The human PTH gene was inserted into MSCV vectors successfully and the titres were up to 2 x 10(7) colony forming unit (CFU)/ml in condensed retroviral solution. The secretion of PTH reached 15 ng.10(-6).cell(-1) per 48 hours. The wild type viruses were not detected via PCR amplification, so they were safe for use. The mice suffering from HPT recovered quickly and the serum levels of calcium and PTH remained normal for about three months after the HSCs recombined with PTH were injected into them. The therapeutic effect of this method was better than simple recombinant retroviruses injection.
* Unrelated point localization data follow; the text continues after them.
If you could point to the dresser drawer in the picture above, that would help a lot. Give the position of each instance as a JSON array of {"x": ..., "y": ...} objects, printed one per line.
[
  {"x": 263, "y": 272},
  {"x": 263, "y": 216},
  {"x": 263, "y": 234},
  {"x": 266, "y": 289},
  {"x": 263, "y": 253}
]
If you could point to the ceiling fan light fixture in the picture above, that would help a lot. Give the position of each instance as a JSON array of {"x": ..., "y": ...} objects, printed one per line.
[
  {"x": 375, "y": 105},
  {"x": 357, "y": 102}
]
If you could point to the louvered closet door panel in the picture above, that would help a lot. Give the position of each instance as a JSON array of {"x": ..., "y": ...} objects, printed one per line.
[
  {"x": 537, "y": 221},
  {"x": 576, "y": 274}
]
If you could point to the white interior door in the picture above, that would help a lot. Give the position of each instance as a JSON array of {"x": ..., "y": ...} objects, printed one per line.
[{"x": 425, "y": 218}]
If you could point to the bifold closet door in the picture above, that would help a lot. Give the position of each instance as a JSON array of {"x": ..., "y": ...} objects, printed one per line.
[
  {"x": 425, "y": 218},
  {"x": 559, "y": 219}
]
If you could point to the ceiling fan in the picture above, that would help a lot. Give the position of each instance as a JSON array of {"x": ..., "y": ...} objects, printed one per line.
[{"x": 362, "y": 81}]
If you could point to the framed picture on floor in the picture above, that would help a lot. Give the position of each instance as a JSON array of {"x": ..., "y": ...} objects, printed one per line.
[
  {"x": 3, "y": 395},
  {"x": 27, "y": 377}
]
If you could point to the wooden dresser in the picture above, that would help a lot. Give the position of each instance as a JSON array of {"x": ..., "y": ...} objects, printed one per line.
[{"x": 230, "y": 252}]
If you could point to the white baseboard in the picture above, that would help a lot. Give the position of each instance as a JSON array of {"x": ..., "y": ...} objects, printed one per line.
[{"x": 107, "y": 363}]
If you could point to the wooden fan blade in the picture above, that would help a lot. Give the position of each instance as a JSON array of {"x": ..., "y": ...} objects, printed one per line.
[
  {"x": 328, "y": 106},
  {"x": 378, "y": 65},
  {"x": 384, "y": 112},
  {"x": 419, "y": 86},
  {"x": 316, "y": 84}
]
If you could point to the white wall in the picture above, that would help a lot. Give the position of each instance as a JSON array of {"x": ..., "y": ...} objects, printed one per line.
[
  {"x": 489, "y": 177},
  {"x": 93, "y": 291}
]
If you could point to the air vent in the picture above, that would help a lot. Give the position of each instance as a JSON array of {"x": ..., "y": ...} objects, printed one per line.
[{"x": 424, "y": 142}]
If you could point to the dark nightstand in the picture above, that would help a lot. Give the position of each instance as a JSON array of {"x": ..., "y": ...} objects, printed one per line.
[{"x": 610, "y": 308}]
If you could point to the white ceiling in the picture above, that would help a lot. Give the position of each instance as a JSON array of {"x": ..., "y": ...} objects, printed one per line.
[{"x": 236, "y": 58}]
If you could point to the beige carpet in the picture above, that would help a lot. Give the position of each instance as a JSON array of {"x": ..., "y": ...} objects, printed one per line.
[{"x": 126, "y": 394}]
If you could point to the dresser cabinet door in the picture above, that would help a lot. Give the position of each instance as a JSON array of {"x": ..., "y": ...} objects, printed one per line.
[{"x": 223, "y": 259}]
The recombinant retroviral vectors MSCV-PTH and the high-titre condensed retroviral solution recombined with the PTH gene are obtained. The recombinant retroviral solution could infect HSCs at a high rate of efficiency. The infected HSCs could cure HPT in mice. This method has provided theoretical evidence for the clinical gene therapy of HPT.
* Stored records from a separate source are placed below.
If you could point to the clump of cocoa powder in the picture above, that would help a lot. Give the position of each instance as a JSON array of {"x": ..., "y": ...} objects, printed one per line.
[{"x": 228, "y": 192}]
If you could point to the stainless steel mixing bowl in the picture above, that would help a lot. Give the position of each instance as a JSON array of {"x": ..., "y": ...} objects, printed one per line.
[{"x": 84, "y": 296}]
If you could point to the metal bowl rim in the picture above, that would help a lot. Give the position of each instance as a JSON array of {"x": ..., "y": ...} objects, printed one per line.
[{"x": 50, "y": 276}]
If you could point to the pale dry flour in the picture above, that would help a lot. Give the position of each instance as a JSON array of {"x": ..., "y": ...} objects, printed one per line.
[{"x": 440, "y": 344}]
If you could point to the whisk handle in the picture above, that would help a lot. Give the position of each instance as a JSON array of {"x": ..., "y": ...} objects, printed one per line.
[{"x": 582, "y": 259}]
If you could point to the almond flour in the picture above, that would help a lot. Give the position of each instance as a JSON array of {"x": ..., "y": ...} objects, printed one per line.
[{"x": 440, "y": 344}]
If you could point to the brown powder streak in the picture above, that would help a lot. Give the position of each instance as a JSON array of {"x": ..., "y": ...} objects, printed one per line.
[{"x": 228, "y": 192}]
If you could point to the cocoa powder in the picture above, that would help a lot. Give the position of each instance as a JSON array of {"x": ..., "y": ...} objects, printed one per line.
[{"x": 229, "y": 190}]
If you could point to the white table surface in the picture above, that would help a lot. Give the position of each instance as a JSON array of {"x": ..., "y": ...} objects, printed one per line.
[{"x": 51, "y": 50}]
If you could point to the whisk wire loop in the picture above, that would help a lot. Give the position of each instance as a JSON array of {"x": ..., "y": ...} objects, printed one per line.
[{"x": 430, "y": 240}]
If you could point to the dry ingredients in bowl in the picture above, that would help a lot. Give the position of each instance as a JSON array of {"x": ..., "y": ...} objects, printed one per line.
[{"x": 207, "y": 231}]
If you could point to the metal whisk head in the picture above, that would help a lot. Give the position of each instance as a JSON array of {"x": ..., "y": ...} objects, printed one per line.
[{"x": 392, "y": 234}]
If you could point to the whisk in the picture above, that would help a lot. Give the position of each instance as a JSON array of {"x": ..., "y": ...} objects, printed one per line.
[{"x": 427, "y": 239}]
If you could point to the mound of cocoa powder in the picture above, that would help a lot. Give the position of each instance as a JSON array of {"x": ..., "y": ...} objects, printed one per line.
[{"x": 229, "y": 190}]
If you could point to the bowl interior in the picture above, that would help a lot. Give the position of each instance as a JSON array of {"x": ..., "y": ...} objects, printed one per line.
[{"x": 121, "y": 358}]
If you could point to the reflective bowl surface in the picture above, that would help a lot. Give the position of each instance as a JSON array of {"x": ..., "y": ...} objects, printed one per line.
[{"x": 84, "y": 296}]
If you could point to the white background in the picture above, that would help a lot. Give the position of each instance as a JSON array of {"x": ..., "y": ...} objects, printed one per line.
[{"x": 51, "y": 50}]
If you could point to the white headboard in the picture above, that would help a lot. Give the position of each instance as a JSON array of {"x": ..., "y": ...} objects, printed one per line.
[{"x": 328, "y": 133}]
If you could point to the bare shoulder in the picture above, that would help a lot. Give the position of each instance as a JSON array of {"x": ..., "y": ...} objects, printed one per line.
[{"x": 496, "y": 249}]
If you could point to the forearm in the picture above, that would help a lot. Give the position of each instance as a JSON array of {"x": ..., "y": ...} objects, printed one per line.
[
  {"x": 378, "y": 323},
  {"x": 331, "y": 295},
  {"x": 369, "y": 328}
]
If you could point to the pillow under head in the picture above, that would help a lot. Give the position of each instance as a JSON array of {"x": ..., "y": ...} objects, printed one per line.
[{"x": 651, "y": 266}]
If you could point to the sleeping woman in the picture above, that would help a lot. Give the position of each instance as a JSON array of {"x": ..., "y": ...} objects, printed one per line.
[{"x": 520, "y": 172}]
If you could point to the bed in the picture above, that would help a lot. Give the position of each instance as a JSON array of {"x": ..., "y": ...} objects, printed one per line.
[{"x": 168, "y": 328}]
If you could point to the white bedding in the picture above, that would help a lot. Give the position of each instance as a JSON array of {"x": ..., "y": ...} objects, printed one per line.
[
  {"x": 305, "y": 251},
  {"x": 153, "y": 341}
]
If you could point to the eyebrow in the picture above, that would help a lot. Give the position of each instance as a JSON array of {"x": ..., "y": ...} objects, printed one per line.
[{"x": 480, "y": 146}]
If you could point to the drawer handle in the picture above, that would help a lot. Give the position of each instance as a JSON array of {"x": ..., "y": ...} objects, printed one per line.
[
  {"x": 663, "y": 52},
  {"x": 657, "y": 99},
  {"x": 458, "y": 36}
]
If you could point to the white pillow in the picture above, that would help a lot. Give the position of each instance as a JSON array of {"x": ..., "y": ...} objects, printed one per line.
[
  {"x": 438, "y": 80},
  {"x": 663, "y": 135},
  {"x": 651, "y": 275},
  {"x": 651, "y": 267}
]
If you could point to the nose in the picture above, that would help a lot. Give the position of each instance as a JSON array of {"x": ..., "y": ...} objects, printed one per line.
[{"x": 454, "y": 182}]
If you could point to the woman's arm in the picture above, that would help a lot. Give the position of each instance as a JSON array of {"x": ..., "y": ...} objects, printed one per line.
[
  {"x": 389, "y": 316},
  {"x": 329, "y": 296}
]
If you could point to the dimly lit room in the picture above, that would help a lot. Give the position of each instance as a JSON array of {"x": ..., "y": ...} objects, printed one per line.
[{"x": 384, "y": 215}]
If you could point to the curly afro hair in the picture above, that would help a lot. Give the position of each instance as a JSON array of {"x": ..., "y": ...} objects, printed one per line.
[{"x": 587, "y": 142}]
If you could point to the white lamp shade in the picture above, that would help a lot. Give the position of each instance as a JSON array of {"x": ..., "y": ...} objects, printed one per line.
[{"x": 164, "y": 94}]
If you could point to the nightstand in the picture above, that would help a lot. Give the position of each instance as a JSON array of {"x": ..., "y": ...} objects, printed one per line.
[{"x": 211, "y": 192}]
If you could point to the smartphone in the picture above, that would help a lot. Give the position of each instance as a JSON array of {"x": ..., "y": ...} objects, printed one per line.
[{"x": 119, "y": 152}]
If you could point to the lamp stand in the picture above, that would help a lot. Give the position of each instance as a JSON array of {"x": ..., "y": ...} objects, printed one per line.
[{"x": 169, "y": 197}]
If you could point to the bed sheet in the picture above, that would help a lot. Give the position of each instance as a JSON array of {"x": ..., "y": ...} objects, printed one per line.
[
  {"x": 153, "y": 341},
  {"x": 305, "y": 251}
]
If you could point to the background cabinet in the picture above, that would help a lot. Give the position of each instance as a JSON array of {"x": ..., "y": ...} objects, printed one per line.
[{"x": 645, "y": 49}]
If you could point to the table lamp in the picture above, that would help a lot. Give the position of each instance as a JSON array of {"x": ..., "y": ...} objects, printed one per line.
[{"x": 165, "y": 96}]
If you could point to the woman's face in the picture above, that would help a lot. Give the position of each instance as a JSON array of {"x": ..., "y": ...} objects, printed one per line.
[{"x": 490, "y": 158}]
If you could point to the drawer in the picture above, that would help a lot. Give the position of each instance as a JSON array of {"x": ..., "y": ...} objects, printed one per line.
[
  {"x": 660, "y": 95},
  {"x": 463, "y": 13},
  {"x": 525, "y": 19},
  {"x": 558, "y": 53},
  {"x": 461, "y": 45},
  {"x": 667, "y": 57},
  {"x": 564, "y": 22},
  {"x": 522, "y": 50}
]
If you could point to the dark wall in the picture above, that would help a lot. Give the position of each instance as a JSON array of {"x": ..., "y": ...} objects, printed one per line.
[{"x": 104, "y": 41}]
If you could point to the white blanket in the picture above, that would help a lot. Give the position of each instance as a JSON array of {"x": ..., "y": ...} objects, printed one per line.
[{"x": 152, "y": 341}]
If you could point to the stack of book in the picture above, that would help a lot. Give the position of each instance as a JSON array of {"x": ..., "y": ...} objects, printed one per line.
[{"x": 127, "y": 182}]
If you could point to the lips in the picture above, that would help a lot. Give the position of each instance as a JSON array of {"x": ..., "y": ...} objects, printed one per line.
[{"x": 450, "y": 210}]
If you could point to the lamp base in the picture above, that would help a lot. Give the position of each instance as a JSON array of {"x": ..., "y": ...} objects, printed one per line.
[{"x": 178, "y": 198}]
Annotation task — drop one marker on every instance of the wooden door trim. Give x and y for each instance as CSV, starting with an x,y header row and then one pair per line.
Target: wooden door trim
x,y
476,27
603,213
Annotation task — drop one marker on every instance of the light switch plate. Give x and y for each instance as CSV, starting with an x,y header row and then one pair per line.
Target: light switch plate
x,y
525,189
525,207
甲状旁腺功能减退症(HPT)的治疗仍是一个棘手的临床问题,需要新的治疗方法。HPT的基因治疗具有重要价值,但如何提高基因转移效率和表达稳定性是一个问题。本研究旨在优化利用重组甲状旁腺激素(PTH)基因的造血干细胞(HSCs)对HPT进行基因治疗。
通过聚合酶链反应(PCR)从pcDNA3.1-PTH载体中扩增人PTH基因,经双酶切(EcoRI和XhoI)插入小鼠干细胞病毒(MSCV)载体。采用脂质体法将重组载体转染至PA317包装细胞系,并用G418选择培养基筛选。提取浓缩的重组逆转录病毒,用于感染HSCs,将其注射到患有HPT的小鼠体内。观察每组小鼠症状变化以及血清PTH和钙水平。
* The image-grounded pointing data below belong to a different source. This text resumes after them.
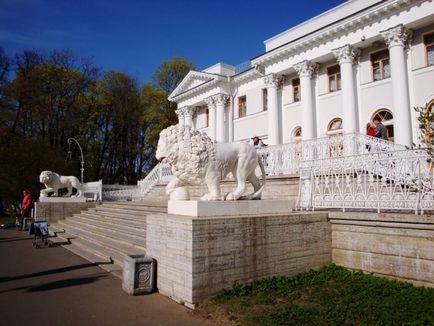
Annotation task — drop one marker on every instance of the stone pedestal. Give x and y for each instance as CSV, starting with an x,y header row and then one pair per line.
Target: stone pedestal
x,y
138,274
199,256
56,209
62,199
199,208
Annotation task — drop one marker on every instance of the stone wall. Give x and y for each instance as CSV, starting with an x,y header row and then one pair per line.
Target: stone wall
x,y
198,256
53,212
392,245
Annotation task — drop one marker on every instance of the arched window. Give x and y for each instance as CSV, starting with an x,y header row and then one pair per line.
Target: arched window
x,y
386,118
335,127
296,134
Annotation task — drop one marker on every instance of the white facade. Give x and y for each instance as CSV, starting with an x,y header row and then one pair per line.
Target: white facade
x,y
349,63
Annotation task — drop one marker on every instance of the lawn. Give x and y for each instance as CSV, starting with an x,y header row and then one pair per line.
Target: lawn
x,y
331,295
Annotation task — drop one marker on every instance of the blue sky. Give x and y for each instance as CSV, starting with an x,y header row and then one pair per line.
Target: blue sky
x,y
135,36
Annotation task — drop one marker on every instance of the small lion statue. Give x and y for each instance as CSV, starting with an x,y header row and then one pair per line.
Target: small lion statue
x,y
53,182
195,158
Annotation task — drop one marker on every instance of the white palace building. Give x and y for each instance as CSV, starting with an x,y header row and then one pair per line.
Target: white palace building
x,y
329,75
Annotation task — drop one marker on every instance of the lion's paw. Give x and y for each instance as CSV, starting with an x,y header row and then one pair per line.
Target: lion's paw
x,y
230,196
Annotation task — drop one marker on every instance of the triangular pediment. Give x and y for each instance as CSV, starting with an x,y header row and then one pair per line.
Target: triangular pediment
x,y
192,80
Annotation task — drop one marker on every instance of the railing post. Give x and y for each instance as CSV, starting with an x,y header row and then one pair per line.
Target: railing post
x,y
419,190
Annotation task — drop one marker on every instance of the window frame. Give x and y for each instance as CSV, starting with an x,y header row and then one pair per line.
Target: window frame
x,y
430,45
381,64
264,99
244,108
294,88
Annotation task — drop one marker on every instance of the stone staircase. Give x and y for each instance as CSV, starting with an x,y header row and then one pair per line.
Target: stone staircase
x,y
107,233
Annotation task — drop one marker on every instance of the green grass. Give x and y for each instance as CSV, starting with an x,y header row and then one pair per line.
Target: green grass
x,y
331,295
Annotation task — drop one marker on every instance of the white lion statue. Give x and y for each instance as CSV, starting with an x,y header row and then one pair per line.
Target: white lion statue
x,y
53,182
195,158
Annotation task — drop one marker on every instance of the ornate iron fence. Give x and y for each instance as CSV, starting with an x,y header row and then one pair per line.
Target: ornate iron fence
x,y
160,174
381,180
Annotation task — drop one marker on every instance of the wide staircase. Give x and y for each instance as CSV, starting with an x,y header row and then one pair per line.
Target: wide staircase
x,y
107,233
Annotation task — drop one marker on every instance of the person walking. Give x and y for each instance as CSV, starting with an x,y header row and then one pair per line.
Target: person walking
x,y
370,129
26,206
257,142
380,129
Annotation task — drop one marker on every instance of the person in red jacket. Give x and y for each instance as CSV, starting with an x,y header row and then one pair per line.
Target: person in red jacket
x,y
26,206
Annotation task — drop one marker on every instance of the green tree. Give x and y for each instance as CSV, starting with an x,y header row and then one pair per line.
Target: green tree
x,y
159,111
人PTH基因成功插入MSCV载体,浓缩逆转录病毒溶液滴度高达2×)10(7)集落形成单位(CFU)/ml。每48小时PTH分泌量达15 ng·10(-6)·细胞(-1)。经PCR扩增未检测到野生型病毒,使用安全。将重组PTH的HSCs注射到患有HPT的小鼠体内后,小鼠恢复迅速,血清钙和PTH水平在约三个月内保持正常。该方法的治疗效果优于单纯注射重组逆转录病毒。
获得了重组逆转录病毒载体MSCV-PTH以及与PTH基因重组的高滴度浓缩逆转录病毒溶液。重组逆转录病毒溶液能高效感染HSCs。被感染的HSCs可治愈小鼠的HPT。该方法为HPT的临床基因治疗提供了理论依据。